Sıradaki tanık bir kadındı, bir butik sahibiydi. Ateş edildiğini duyduğunda dükkânının açık kapısında dikiliyordu, dükkânın bir duvarı bankayla ortaktı. Kadın ilk önce sesin, butiğinin içindeki kilerden geldiğini zannetmişti. Gaz ocağının patladığından korkup anında içeri koşmuştu. Patlamadığını anlayınca kapıya geri dönmüştü.
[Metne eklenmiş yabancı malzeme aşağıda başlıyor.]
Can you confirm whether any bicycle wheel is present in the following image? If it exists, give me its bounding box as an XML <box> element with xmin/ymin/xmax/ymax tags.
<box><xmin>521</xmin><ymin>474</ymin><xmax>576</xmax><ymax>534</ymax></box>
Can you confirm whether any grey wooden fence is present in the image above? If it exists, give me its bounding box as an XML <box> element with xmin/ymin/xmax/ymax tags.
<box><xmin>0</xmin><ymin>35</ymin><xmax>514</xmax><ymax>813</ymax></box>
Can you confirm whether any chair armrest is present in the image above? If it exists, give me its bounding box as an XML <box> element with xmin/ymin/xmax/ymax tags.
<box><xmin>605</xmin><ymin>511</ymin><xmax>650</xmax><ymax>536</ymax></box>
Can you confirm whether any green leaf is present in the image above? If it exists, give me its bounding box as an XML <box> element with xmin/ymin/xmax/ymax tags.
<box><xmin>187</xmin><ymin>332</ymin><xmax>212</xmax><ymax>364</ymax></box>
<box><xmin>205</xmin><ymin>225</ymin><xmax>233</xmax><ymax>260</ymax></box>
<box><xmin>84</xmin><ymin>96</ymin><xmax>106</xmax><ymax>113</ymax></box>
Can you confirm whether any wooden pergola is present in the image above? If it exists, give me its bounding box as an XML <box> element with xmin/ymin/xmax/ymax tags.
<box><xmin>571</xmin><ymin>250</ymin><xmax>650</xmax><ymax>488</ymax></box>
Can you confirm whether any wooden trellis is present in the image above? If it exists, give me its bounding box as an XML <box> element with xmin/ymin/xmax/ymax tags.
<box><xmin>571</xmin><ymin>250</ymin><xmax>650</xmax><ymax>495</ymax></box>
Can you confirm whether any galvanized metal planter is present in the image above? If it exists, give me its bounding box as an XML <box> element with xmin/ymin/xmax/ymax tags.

Caddeye doğru bakınca büyük, mavi bir arabanın patinaj çekerek trafiğe karıştığını görmüştü. Aynı saniye, bir kadın bankadan dışarı çıkmış ve biri vuruldu diye haykırmıştı. Kadın, arabanın içinde kimin oturduğunu ya da plakayı görememişti ama araba sanki taksiye benziyordu.
Üçüncü tanık, otuz iki yaşında bir metal işçisiydi. Onun ifadesi daha detaylıydı. Ateş edildiğini duymamıştı ya da en azından farkında değildi. Kız bankadan çıktığında, adam kaldırımda yürüyordu. Kızın acelesi vardı ve yanından geçerken onu iteklemişti. Adam kızın yüzünü görmemişti fakat otuz yaşlarında olduğunu tahmin ediyordu. Üstünde mavi pantolon, gömlek, bir şapka vardı ve elinde koyu renk bir torba taşıyordu. Kadının, iki tane 3 rakamı olan ‘A’ plakalı bir arabaya gittiğini görmüştü. Araba bej rengi bir Renault 16’ydı. Direksiyonda yirmi yirmi beş yaşlarında zayıf bir adam oturuyordu. Uzun, siyah saçlıydı ve kısa kollu koton tişört giymişti. Dikkat çekici bir şekilde solgundu. Biraz daha yaşı büyük, başka bir adam da kaldırımda duruyordu ve kıza kapıyı açmıştı. Kapıyı arkasından kapattıktan sonra, ön koltukta sürücünün yanına oturmuştu. Bu adam da güçlü yapılıydı, yaklaşık bir seksen boyunda, uzun, kül rengi saçları vardı, kıvırcık ve çok gür. Cildi kırmızıydı ve siyah İspanyol paça pantolon ve parlak kumaştan siyah bir gömlek giymişti. Araba U dönüşü yapmış, Slussen istikametinde gözden kaybolmuştu.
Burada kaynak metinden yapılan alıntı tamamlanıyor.